Des terroristes prennent d’assaut une tour d’affaire, des centaines d’otages sont pris au piège, une seule personne leur a échappé et va tenter de libérer les otages, cette personne c’est John Mc Claine, un flic de New York…

Piège de Cristal est le 3ème film de John Mc Tiernan. Il sort en Juillet 1988 aux Etats Unis et le 21 Septembre de la même année en France avec un budget de 28 M $ et à rapporté plus de 140 M $. C’est donc clairement un succès commercial. Predator, le deuxième film de Mc Tiernan, était sorti en 1987 et avait remporté à travers le monde 98 M $ pour un budget de 15 M $. Piège de Cristal est donc son plus gros budget en 1988 et son plus gros succès.

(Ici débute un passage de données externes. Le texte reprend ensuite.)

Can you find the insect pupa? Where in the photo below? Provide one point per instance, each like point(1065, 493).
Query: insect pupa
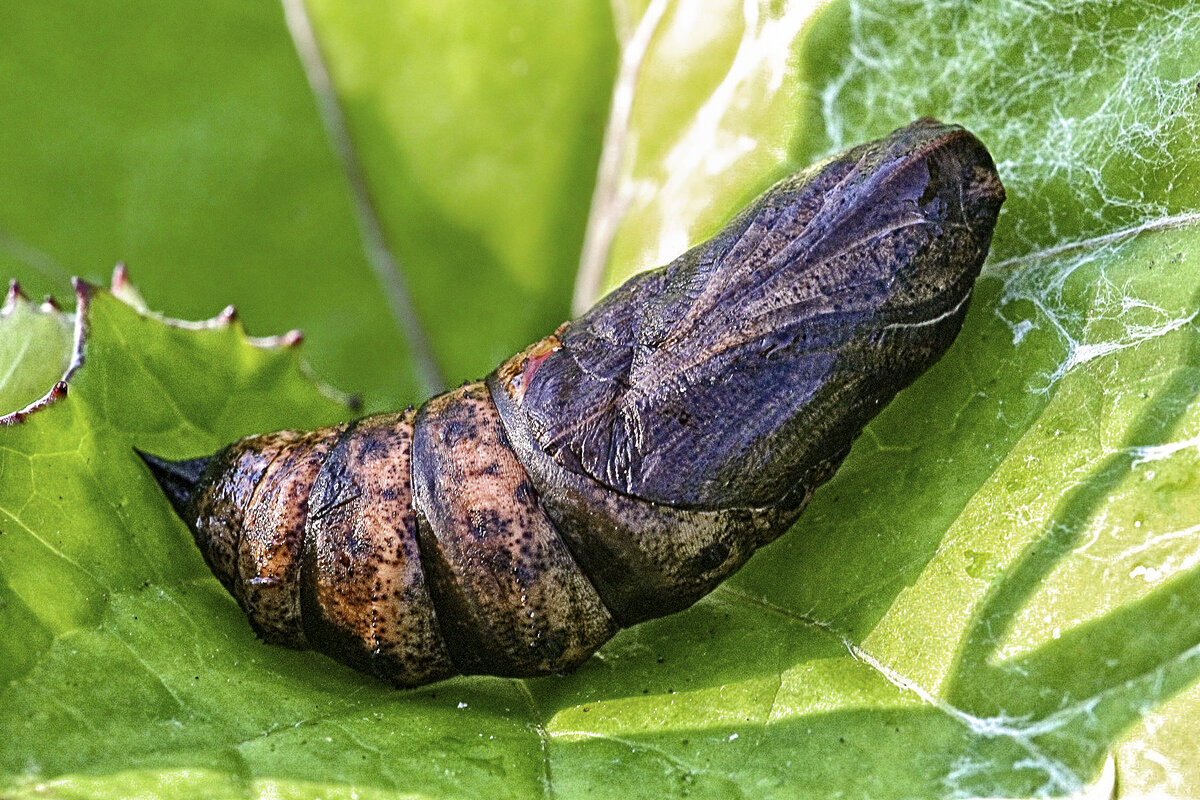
point(624, 465)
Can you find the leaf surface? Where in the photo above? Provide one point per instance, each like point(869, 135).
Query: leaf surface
point(996, 596)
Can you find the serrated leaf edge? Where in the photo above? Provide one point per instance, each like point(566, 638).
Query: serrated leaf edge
point(124, 290)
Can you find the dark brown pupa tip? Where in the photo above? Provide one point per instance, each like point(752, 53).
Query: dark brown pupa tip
point(178, 479)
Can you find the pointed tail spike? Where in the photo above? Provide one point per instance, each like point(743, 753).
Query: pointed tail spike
point(178, 479)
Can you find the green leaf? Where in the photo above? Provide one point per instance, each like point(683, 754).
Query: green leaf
point(35, 349)
point(186, 142)
point(996, 596)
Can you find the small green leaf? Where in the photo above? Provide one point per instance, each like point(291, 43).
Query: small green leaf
point(35, 349)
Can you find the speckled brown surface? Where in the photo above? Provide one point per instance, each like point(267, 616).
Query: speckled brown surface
point(510, 596)
point(273, 537)
point(621, 468)
point(364, 591)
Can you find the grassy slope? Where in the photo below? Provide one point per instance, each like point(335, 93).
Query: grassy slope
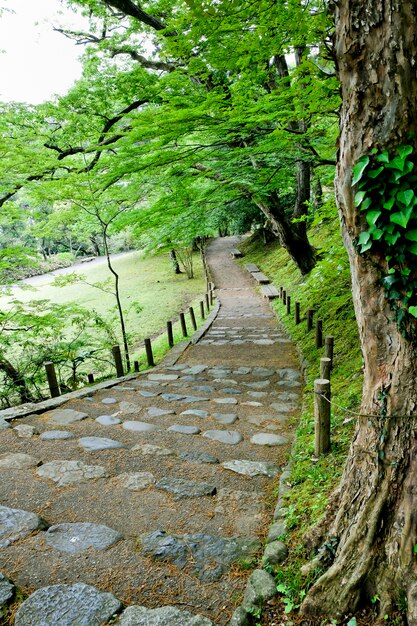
point(327, 290)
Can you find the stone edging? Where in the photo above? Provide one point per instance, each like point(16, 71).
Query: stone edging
point(171, 358)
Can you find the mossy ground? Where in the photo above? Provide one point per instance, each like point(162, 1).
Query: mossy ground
point(327, 290)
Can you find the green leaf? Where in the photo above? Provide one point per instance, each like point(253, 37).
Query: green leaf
point(411, 235)
point(406, 197)
point(372, 216)
point(359, 196)
point(402, 218)
point(375, 173)
point(359, 169)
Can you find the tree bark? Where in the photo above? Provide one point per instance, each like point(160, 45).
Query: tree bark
point(375, 525)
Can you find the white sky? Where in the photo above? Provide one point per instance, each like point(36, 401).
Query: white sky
point(36, 62)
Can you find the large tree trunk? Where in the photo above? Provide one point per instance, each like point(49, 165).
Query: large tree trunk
point(375, 525)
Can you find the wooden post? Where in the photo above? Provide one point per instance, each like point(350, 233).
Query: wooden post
point(170, 335)
point(325, 367)
point(329, 348)
point(322, 397)
point(183, 325)
point(297, 317)
point(319, 333)
point(310, 314)
point(117, 356)
point(193, 320)
point(52, 379)
point(149, 353)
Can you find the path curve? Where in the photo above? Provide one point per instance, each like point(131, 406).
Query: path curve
point(157, 489)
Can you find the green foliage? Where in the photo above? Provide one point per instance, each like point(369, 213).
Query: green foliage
point(387, 199)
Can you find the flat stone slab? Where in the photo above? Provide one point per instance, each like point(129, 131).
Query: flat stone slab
point(109, 401)
point(66, 416)
point(93, 444)
point(198, 457)
point(195, 412)
point(17, 460)
point(6, 590)
point(148, 448)
point(25, 431)
point(182, 488)
point(184, 430)
point(16, 524)
point(52, 435)
point(70, 472)
point(209, 556)
point(67, 605)
point(162, 616)
point(136, 481)
point(252, 468)
point(75, 538)
point(108, 420)
point(155, 411)
point(162, 377)
point(230, 437)
point(140, 427)
point(225, 418)
point(266, 439)
point(225, 400)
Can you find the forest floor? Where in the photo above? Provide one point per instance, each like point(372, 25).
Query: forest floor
point(161, 489)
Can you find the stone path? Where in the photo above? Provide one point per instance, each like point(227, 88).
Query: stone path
point(157, 491)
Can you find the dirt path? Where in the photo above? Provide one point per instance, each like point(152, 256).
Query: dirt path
point(158, 490)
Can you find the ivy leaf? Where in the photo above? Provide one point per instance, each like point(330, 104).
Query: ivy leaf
point(406, 197)
point(359, 169)
point(404, 151)
point(372, 216)
point(359, 196)
point(375, 173)
point(411, 235)
point(402, 218)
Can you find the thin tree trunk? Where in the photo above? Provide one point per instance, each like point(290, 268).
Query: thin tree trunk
point(375, 525)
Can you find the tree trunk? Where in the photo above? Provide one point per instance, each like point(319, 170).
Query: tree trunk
point(292, 237)
point(375, 525)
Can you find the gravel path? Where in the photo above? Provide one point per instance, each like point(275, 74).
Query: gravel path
point(156, 492)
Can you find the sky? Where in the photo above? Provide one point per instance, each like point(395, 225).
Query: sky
point(36, 62)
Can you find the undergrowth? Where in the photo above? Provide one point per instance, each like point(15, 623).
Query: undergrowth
point(327, 290)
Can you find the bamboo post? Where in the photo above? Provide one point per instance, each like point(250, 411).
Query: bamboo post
point(193, 320)
point(170, 335)
point(319, 334)
point(117, 356)
point(297, 317)
point(322, 397)
point(149, 353)
point(329, 348)
point(183, 325)
point(325, 367)
point(310, 314)
point(52, 379)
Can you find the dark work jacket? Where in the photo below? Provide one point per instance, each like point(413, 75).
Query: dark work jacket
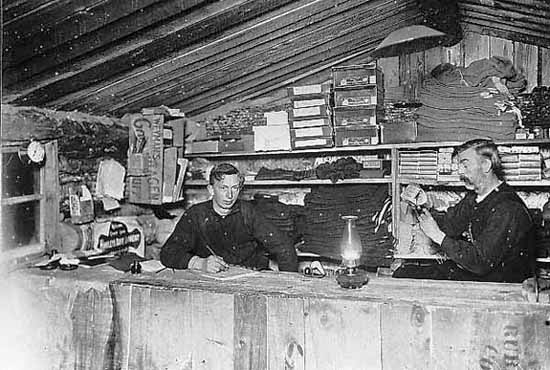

10 Films notables sortis la même année : Le Grand Bleu, l’Ours, Qui veut la peau de Roger Rabbit ?, Beetlejuice, le tombeau des lucioles, Frantic, Willow, Rambo III, Rain Man, Double Détente

C’est parti pour le test.

Histoire

15 / 20

Une prise d’otage et un homme de l’intérieur qui souhaite libérer les prisonniers. L’idée est nouvelle à cette époque et ce qui l’est d’autant plus, c’est que le personnage principal est un anti-héros. Maintenant ça semble aller de soi. Mais à l’époque c’est une révolution. N’oublions pas que la même année sort Rambo III, Double détente ou Cyborg avec Jean Claude Van Damme, la mode est aux héros invincibles. Ici John Mc Claine fuit, se fait mal, fait des coups irréguliers, tout ce que ne ferait pas un héros traditionnel. De plus l’idée d’un huit clos, avec unité de lieu et temps, est vraiment nouveau. Il n’y a pas de film équivalent dans le domain de l’action, et il n’y en a pas eu beaucoup après.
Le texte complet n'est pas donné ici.